Despite the global financial downturn, Monex motored ahead, growing turnover by about 10 per cent from 2012 to 2015.

“The downturn was good for us,” he says, “because companies were looking for extra margin. It wasn’t a blessing in disguise, but it made things a bit easier.”

There may be still further challenges ahead. Monex operates in an innovative marketplace that has undergone a rapid pace of change in recent years with the advent of mobile payments such as Apple Pay. There is also competition from so-called contactless payments, which allow consumers to simply flash their cards rather than input a pin.

Fexco now also operates dynamic currency conversion services, as does Australia’s Travelex and Switzerland’s Global Blue. So where does Monex fit into this new digital world?

Murphy says he’s not too concerned. He notes that Monex’s products interface with credit cards – and Visa and Mastercard are behind payment tools such as Apple Pay.

Never cashless

“Cash will be minimised, but it will always there for our lifetime,” Murphy says. Monex is now talking to credit card providers about giving customers the option to purchase in their own currency on contactless as well as contact payments.

Murphy says growth in 2016 will again be in the order of double digits, and he is still keen to expand Monex’s global footprint. So he’s not retiring his passport just yet: “There are lots of parts of the world we’re not in; every part of the world is a target.”

Monex is seeing increased demand for tokenisation and encryption services to facilitate secure online transactions both for merchants and their global customer base.

Cash will also drive growth as Monex looks to expand its ATM portfolio, which already includes some 68,000 machines.

But now that the company has hit the €100 million mark, what’s next? Could a sale be on the cards?

The 2012 sale of Fintrax (a Galway-based specialist financial services company also founded by a former Fexco executive, Gerry Barry) put the industry into the spotlight, and Monex was approached by interested buyers. In 2014, UK banking giant Lloyds was said to be in the frame for a 25 per cent stake.

“None of them fitted what we were looking for,” says Murphy. He adds that, with plenty of cash in its coffers, Monex is happy to go it alone for now. “Our end goal is to make us one of the biggest companies in the world.”

To do this, of course, further investment will likely be required, and a possible flotation could be on the cards at some point.

“Going public has been considered,” concedes Murphy, “I’ve always had a hidden ambition to do something big.
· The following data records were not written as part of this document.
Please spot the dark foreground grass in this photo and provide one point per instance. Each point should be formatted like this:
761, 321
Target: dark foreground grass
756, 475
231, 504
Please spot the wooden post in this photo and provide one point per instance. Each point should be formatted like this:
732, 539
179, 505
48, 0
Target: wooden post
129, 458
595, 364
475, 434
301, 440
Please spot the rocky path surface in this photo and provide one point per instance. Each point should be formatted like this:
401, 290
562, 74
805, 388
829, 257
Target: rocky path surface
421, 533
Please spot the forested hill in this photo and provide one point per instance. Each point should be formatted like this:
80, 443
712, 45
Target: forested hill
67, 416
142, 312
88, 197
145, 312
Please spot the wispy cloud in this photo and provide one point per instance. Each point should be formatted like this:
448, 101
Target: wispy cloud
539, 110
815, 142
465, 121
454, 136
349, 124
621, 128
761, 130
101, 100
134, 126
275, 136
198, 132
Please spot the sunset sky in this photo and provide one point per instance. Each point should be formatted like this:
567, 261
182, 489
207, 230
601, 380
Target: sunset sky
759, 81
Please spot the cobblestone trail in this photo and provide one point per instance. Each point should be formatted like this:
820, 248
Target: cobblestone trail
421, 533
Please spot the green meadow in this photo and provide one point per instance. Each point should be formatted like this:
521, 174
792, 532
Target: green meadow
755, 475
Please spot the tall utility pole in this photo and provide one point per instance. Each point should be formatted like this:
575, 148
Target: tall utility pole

But at this point in time, we’re doing fine as we are.”

CV: Frank Murphy

Age: 54

Job: chief executive, Monex Financial Services

Home: Kerry

Family: Married to Dr Teresa McSweeney, a GP. They have two children.

Something about him you would expect: Murphy says remaining innovative and open to diversification is a key factor when building a global business. "Never be afraid to take a chance!"

Something about him that might surprise: When he's not suited and booted as Monex boss, Murphy is equally happy in his overalls and wellies down on Glen South Farm, which he and his wife took over in 2012. They now run the first robotic beef farm in Europe, with a herd of some 450 Angus, Hereford and mixed breed cattle.